The order comes following the June 24, 2020, national public opinion survey conducted by the National Center for State Courts, which found that 70 percent of respondents would be more comfortable in a court facility where masks were required for employees and visitors.
The Minnesota Judicial Branch continues to be in a transitional phase, as established by orders. A May 28, 2020, order reopened court facilities on a limited basis for additional in-person access. Some counties may require appointments for public counter or public access terminal access. Local court facilities may continue to have additional conditions for entry.

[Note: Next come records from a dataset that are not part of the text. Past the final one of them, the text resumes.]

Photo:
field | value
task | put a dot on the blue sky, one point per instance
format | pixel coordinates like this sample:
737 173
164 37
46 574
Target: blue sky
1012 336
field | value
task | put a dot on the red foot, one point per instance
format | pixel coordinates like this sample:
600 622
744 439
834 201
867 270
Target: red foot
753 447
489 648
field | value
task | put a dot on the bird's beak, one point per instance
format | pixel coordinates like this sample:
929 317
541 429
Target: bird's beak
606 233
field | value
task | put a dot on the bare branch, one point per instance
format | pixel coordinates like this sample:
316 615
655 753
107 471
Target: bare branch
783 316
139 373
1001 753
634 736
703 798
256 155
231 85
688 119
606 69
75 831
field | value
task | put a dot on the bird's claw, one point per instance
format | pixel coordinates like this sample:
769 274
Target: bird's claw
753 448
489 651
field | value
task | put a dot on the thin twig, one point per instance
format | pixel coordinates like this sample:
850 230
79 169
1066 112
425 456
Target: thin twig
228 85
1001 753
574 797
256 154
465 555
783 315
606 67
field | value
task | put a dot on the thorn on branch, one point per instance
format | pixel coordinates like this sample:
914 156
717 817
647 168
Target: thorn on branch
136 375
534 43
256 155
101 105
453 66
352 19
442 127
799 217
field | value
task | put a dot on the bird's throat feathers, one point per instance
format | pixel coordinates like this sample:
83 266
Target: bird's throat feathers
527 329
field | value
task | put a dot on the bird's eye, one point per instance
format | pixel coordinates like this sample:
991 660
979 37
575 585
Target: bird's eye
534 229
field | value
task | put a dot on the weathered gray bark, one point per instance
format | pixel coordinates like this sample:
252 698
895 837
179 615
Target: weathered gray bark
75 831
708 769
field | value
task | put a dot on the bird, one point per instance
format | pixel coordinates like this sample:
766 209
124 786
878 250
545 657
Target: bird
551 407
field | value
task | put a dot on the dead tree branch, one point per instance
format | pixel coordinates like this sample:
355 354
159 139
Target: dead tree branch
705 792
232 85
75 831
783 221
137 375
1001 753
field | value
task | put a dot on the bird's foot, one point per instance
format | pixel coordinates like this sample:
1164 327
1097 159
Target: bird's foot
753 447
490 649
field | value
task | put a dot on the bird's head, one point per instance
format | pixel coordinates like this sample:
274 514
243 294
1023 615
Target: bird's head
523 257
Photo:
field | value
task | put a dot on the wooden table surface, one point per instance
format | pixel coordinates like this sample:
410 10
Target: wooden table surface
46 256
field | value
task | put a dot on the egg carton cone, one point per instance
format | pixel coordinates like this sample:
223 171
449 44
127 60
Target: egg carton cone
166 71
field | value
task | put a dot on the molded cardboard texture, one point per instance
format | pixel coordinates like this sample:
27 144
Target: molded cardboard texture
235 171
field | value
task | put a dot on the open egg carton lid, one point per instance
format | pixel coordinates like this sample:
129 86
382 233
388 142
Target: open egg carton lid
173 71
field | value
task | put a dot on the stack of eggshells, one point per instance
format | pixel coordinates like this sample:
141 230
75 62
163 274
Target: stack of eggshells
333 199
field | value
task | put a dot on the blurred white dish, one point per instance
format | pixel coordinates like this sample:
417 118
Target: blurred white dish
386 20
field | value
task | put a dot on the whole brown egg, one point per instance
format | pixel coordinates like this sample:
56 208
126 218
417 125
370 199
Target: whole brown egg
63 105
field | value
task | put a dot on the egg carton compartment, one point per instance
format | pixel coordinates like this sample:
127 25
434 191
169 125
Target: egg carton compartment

Before visiting a court facility, court users should visit the Safe Reopening webpage to learn more about local court facility access and to review the updated Minnesota Judicial Branch COVID-19 Preparedness Plan. Visitors are asked to self-screen for symptoms or exposure before entering a court facility. People exhibiting symptoms of COVID-19, or who have been exposed to someone with COVID-19 within 14 days of when they need to enter a court facility, are asked to contact the court or their attorney, rather than come to the courthouse. Symptoms to self-screen for: chills, cough, muscle pain, sore throat, shortness of breath or difficulty breathing, fever of 100.4 degrees or higher, or new loss of taste or smell.
Counties that have been approved to conduct criminal jury trials will continue to provide face coverings to summoned jurors.